Petals: distributed shared GPU running and fine-tuning of large language models, sharing GPU resources like a BitTorrent network

Latest AI Resources9mos agoupdate AI Sharing Circle

2.8K 00

General Introduction

Petals is an open source project developed by the BigScience Workshop to run Large Language Models (LLMs) through a distributed computing approach. Users can run and fine-tune LLMs such as Llama 3.1, Mixtral, Falcon, and BLOOM at home using consumer-grade GPUs or Google Colab.Petals uses a BitTorrent-like approach to distribute different parts of the model across multiple users' devices, enabling efficient inference and fine-tuning.

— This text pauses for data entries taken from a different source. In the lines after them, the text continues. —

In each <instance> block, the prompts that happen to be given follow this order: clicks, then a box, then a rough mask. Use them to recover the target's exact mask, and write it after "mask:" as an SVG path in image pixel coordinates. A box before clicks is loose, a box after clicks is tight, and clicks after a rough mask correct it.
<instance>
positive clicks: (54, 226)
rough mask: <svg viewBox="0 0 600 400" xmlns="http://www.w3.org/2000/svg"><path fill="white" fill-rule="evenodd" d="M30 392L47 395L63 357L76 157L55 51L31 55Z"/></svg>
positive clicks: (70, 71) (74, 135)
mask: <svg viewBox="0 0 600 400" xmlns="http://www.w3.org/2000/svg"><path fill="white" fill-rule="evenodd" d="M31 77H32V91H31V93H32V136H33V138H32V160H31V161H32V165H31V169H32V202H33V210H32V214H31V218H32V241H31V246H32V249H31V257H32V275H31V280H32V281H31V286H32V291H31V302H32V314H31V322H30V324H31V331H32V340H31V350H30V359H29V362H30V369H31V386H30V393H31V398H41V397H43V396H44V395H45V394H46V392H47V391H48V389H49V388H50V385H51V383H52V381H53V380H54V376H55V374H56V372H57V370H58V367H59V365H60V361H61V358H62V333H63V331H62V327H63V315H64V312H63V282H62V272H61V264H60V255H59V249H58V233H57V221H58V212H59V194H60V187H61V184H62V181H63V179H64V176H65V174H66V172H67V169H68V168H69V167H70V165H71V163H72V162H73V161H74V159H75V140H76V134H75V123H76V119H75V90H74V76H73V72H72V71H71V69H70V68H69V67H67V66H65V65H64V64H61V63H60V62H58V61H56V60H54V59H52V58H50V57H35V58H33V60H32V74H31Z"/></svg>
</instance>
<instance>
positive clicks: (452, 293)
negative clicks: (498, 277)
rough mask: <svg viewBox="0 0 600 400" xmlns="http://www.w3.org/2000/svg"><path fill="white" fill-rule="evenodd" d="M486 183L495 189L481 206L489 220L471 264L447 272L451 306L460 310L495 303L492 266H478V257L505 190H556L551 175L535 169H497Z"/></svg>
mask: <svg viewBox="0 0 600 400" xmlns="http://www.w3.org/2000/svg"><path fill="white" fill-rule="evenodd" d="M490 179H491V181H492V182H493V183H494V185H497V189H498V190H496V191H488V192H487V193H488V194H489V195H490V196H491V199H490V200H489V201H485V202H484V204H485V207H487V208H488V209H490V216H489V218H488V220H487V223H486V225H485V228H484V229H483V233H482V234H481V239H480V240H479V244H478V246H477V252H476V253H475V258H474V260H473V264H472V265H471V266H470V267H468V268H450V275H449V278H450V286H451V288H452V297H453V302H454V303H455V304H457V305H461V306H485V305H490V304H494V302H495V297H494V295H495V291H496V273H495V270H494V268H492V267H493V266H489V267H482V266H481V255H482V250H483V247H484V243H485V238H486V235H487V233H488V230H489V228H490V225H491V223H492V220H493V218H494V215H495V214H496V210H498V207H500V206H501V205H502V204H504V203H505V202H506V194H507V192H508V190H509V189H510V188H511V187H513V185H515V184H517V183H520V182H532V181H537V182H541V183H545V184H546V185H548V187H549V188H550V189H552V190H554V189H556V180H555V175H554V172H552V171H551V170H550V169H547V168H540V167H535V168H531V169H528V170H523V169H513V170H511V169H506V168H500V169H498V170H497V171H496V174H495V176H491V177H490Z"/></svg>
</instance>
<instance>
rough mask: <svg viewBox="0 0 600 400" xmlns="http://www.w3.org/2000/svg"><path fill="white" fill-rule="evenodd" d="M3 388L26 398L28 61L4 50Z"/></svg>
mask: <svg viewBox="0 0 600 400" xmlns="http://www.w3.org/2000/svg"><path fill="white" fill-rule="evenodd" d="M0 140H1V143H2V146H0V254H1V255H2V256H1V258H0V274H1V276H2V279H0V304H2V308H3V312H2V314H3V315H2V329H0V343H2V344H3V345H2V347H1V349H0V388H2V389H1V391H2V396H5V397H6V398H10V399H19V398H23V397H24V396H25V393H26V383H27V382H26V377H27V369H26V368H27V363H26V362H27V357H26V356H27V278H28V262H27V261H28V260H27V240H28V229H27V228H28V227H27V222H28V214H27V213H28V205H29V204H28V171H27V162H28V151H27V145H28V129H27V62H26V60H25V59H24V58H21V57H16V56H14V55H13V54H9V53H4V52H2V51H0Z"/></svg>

Petals：分布式共享GPU运行和微调大语言模型，像BitTorrent网络一样共享GPU资源

Function List

Running Large Language Models: Llama 3.1 (up to 405B), Mixtral (8x22B), Falcon (40B+) and BLOOM (176B) models are supported.
distributed inference: Run the model through a distributed network with single-batch inference speeds of up to 6 tokens/sec (Llama 2 70B) and 4 tokens/sec (Falcon 180B).
Quick fine-tuning: Supports rapid user fine-tuning of models for a variety of tasks.
community-driven: Relying on a community of users to share GPU resources, users can contribute their own GPUs to increase the computational power of Petals.
Flexible API: Provides a flexible API similar to PyTorch and Transformers, with support for customizing paths and viewing hidden state.
Privacy: Data processing takes place over a public network and users can set up private networks to protect sensitive data.

Using Help

Installation and use

Installation of dependencies::

Linux + Anaconda::

conda install pytorch pytorch-cuda=11.7 -c pytorch -c nvidia
pip install git+https://github.com/bigscience-workshop/petals
python -m petals.cli.run_server meta-llama/Meta-Llama-3.1-405B-Instruct

Windows + WSL: Please refer to WikiThe

Docker::

sudo docker run -p 31330:31330 --ipc host --gpus all --volume petals-cache:/cache --rm \
learningathome/petals:main \
python -m petals.cli.run_server --port 31330 meta-llama/Meta-Llama-3.1-405B-Instruct

macOS + Apple M1/M2 GPUs::

brew install python
python3 -m pip install git+https://github.com/bigscience-workshop/petals
python3 -m petals.cli.run_server meta-llama/Meta-Llama-3.1-405B-Instruct

operational model::

Select any of the available models, for example:

from transformers import AutoTokenizer
from petals import AutoDistributedModelForCausalLM
model_name = "meta-llama/Meta-Llama-3.1-405B-Instruct"
tokenizer = AutoTokenizer.from_pretrained(model_name)
model = AutoDistributedModelForCausalLM.from_pretrained(model_name)
inputs = tokenizer("A cat sat", return_tensors="pt")["input_ids"]
outputs = model.generate(inputs, max_new_tokens=5)
print(tokenizer.decode(outputs[0]))

Contribution GPU::
- Users can increase the computational power of Petals by connecting a GPU. Model HubThe

Main function operation flow

Select Model: Access Petals website, select the desired model.
Loading Models: Load and run the model according to the installation steps above.
fine-tuned model: Use the API provided by Petals to fine-tune the model for a variety of tasks.
Generate Text: Generate text over a distributed network for chatbots and interactive applications.